At least, that's the assumption - that you still have some mph left in the tank, still room for growth and improvement, still an opportunity to see your numbers break through the current plateau. That's why you keep training. Because you don't know what your ceiling might be - and you aren't about to give up short of your goal. (Some might, but not you.)

Sticking to it is an admiral quality - what pro coaches and scouts are looking for. But there is a law of diminishing returns. As Wolforth point outs, adding 3 mph this month doesn't mean you'll add over 30 mph a year. At some point as you approach your own ceiling - plateaus or not - the time it takes to gain each additional 1 mph will lengthen. And eventually, you begin to realize - like it or not - you are approaching your ceiling.

Does your ceiling matter?

So now comes the tough part in your training - accepting reality. If that eventual ceiling of yours is 94 mph it might not matter, but if the ceiling is 87 or 88, well, it can matter a lot.

Unfortunately, whatever the reason - your overall height, your arm length, your muscle make-up (by type), your kinetic sequencing or overall mechanical smoothness - no matter how much more you put into your physical effort, nothing happens. For months you keep trying to get over that last hump, only to eventually realize it's not a hump, it's your ceiling.

Fortunately, baseball is a strange game in many ways, and one of them is that the game is not purely physics. In pole vaulting if you can't get over a height, you just can't. If swimming, if you can't find any more mechanical efficiency, well that's it.

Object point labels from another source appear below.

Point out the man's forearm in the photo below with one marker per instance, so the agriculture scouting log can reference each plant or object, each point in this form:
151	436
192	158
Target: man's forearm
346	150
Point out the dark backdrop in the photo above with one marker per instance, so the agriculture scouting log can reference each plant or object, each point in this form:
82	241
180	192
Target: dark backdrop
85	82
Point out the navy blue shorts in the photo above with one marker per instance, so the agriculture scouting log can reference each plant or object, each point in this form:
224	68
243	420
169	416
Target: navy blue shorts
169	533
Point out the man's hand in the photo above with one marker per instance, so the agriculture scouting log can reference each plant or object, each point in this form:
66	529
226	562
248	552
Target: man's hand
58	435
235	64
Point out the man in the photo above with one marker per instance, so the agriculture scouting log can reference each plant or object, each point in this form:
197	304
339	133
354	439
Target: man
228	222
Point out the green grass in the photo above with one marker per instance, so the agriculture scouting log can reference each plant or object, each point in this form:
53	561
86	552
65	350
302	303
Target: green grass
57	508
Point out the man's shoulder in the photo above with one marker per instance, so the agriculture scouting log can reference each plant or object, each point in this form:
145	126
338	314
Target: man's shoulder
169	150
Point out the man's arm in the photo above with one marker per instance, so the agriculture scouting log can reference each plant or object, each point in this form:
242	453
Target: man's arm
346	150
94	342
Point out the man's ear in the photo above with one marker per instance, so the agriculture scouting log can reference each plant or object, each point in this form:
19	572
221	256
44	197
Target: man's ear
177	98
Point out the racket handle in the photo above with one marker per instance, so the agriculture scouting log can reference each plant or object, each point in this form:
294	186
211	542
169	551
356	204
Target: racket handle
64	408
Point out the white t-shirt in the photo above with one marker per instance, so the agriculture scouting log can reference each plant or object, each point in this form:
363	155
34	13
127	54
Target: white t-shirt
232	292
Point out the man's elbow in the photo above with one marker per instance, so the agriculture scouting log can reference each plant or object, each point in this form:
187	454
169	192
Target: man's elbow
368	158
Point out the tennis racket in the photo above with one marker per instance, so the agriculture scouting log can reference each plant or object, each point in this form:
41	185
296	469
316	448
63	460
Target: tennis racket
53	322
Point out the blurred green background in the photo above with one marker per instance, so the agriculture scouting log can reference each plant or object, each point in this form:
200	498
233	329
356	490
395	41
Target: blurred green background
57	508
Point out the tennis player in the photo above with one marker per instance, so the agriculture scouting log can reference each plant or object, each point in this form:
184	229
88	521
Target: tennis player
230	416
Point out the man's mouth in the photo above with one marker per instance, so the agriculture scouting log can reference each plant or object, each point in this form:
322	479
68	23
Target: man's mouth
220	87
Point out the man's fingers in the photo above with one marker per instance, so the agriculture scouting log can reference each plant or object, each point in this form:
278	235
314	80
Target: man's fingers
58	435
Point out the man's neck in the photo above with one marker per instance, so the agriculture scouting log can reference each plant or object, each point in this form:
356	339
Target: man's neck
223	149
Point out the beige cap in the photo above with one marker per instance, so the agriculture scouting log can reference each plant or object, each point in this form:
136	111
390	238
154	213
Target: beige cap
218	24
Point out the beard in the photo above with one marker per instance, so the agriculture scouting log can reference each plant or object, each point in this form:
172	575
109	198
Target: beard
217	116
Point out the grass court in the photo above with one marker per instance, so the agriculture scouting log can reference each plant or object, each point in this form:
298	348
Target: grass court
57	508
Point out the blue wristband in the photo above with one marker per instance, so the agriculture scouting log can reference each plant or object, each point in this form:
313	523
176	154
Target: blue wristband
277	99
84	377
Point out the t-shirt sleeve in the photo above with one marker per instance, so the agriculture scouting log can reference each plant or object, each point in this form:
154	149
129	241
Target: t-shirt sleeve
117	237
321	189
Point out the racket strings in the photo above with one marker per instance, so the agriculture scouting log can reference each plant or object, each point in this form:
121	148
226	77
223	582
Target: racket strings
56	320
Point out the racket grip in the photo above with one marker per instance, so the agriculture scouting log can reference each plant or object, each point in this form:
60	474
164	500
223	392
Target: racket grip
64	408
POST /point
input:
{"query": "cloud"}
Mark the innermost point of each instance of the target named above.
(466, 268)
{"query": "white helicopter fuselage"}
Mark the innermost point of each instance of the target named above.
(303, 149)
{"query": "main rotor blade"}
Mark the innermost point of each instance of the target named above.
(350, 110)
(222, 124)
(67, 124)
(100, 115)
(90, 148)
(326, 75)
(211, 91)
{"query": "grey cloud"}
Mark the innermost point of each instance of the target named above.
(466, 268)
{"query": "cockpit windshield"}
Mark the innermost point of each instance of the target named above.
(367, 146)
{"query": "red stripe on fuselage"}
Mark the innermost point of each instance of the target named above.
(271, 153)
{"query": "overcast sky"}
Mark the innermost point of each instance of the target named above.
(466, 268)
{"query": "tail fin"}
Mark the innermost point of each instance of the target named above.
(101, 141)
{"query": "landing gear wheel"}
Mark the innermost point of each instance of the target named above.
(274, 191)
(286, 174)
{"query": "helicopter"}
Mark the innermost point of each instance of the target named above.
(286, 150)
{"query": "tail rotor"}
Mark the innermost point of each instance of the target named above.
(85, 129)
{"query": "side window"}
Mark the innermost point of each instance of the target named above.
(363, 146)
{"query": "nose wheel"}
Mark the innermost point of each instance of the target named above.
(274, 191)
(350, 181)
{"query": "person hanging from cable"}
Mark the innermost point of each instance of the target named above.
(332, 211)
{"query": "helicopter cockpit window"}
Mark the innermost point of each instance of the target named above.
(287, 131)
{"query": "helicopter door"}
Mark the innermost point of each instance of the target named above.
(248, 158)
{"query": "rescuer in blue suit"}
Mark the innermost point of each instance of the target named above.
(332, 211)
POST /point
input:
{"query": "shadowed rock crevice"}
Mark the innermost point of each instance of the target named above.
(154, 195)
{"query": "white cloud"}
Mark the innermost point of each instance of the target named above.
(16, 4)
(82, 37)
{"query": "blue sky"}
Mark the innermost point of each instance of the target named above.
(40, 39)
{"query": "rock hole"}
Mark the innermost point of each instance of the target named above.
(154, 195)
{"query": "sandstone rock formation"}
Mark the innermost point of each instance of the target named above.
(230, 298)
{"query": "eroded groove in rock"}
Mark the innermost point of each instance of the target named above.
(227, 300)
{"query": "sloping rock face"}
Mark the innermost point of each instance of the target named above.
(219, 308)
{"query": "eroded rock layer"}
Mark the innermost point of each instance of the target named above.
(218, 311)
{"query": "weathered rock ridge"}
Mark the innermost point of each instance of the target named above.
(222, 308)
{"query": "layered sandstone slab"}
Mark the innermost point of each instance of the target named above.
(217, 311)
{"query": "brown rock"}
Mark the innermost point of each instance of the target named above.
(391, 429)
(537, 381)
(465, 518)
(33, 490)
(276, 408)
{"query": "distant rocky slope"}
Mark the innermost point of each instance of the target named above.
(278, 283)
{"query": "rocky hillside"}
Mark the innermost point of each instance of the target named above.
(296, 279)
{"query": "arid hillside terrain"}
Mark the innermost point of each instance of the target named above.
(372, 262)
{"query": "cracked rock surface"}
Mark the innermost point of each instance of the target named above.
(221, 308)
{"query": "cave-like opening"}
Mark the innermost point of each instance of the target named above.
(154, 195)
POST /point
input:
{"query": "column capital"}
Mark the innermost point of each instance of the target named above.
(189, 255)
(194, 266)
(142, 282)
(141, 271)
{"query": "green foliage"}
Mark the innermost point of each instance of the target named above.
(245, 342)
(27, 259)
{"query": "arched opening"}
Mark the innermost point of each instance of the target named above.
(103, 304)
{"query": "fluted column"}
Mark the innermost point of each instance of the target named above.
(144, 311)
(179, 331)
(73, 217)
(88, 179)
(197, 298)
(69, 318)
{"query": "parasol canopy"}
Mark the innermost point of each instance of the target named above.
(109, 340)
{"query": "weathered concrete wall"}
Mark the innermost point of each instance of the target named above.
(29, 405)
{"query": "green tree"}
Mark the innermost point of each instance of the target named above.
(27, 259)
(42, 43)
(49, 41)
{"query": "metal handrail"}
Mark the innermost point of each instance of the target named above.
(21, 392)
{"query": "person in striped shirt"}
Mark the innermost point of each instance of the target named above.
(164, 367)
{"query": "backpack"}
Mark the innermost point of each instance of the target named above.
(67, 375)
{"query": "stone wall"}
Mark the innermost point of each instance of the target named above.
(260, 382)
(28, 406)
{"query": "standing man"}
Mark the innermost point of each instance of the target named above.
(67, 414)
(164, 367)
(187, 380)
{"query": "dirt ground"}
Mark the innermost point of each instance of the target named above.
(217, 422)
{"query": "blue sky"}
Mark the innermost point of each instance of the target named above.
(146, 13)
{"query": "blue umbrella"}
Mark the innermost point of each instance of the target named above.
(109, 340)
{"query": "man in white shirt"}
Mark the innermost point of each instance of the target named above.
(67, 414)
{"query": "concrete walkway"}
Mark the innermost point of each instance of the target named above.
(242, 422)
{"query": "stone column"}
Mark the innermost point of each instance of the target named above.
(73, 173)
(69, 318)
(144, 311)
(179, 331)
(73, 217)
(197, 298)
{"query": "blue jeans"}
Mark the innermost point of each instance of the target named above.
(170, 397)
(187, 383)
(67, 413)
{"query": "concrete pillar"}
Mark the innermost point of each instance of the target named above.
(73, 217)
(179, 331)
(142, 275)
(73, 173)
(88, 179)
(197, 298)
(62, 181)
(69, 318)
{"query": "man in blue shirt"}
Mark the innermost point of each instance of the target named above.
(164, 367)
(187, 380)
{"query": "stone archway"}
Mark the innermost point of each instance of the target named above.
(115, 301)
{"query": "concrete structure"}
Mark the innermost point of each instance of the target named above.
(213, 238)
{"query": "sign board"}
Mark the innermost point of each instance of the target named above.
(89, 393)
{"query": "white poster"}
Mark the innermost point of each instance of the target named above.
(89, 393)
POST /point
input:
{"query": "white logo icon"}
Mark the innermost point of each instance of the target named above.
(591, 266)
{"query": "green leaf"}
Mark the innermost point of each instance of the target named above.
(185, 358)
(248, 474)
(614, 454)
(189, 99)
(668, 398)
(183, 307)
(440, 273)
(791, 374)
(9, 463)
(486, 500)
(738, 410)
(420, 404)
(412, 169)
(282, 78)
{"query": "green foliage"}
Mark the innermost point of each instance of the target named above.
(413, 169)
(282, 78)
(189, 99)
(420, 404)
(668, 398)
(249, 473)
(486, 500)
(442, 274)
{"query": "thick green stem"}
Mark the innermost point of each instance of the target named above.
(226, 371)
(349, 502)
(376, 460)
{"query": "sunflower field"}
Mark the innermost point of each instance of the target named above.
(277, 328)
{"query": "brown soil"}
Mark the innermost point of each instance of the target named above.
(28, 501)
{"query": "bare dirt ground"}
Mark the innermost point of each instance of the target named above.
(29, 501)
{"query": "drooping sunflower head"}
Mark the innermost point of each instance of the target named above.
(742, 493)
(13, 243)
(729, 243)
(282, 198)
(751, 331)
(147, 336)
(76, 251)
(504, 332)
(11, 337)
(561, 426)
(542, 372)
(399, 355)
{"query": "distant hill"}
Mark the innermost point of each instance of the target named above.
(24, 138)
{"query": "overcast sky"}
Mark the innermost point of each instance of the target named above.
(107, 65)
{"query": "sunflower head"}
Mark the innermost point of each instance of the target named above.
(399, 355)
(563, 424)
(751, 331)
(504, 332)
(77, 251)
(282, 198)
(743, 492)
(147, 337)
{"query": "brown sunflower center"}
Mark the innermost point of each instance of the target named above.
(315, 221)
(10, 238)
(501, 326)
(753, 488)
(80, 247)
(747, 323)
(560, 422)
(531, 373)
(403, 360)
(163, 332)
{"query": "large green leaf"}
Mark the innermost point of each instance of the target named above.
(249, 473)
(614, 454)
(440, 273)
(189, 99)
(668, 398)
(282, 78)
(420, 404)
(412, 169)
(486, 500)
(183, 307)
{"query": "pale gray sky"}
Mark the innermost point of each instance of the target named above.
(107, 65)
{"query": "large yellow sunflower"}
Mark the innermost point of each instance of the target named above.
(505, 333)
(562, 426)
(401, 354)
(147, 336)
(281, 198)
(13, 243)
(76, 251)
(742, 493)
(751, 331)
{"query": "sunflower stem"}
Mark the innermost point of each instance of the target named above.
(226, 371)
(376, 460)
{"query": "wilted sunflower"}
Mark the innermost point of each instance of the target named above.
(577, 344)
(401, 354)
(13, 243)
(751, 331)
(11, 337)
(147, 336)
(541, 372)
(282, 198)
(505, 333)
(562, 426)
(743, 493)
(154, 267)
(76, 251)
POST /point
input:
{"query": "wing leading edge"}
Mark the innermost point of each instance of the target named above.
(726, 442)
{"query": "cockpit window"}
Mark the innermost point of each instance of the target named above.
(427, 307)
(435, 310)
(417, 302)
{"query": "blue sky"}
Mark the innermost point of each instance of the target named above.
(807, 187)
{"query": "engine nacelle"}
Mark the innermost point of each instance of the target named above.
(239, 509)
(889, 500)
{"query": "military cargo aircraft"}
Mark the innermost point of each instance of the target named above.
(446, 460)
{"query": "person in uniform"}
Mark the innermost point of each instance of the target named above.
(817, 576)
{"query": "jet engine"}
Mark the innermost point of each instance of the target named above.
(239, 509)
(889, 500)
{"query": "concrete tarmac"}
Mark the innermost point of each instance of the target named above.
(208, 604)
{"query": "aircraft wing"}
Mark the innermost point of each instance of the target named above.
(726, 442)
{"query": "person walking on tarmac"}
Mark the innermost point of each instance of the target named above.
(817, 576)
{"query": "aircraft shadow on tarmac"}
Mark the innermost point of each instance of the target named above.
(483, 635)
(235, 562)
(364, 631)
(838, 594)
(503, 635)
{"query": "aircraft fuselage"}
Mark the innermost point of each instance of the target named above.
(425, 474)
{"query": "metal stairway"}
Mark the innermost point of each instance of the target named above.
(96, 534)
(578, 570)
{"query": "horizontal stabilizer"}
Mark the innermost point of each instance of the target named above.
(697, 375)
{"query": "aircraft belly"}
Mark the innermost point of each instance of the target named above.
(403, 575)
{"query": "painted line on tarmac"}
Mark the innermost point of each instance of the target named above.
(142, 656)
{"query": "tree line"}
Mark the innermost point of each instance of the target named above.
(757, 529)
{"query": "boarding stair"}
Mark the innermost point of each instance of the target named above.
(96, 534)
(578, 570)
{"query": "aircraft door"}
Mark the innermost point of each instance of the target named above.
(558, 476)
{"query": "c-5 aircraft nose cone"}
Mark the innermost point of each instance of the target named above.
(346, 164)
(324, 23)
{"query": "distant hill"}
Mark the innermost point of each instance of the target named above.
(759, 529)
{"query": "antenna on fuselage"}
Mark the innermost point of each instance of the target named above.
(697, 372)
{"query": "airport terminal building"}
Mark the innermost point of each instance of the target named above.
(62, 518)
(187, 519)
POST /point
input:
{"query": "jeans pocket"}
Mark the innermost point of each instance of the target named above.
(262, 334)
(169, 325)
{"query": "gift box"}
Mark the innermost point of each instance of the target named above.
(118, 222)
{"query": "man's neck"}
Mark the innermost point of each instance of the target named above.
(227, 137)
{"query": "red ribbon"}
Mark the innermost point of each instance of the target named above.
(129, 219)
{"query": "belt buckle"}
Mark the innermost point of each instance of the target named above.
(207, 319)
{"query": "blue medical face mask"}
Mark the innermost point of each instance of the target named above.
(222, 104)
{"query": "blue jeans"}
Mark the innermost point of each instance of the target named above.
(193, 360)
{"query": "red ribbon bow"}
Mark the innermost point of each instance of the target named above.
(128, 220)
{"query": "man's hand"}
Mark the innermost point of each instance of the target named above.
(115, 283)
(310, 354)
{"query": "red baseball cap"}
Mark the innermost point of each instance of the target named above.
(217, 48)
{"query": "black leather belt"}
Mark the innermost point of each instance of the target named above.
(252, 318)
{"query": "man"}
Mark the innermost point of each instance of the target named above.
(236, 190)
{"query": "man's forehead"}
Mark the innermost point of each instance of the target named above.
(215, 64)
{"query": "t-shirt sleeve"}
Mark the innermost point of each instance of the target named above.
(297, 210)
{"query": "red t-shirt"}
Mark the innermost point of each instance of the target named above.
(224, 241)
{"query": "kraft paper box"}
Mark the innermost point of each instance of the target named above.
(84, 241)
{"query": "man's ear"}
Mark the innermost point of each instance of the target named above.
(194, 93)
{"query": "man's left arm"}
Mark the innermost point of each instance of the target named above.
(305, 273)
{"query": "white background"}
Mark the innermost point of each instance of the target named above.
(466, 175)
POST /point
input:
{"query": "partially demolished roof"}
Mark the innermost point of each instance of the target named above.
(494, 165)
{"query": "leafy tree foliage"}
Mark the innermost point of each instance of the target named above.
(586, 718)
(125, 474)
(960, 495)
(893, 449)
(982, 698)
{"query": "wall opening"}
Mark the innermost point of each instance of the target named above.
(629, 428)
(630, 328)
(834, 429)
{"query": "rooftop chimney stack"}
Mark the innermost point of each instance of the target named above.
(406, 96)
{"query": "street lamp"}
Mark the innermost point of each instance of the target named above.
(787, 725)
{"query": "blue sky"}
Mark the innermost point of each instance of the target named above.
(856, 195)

More or less. But exceptional athletes - even in sports where the physics of distance or height or time are near absolutes, there is the other side of the sport - mental training.

No sport offers more opportunity for pushing beyond physical limitations.
While some sports may have some potential to beat the clock by pacing your race better, no sport offers more opportunity than baseball for pushing beyond the physical limitations of the game. You don't need to hit the ball the farthest to score a run, and you don't need to pitch the fastest to get an out. It helps, but it isn't always required.

What is necessary is an understanding of strategy - that an 86 mph fastball can be just as effective as one at 92 - if it's located in the right spot and sequenced with other pitches to fool the batter. (The details of this are covered in the Deception Lesson Series.)

So even throwers who have hit their physical ceiling, can continue to develop command and control and improve as pitchers.

Remember that the next time you're stuck on a plateau that seems to have no end. If phycisal progress is stalled or stopped, switch to a change in training focus - the mental aspect of pitching has no known ceiling - there's always room for improvement.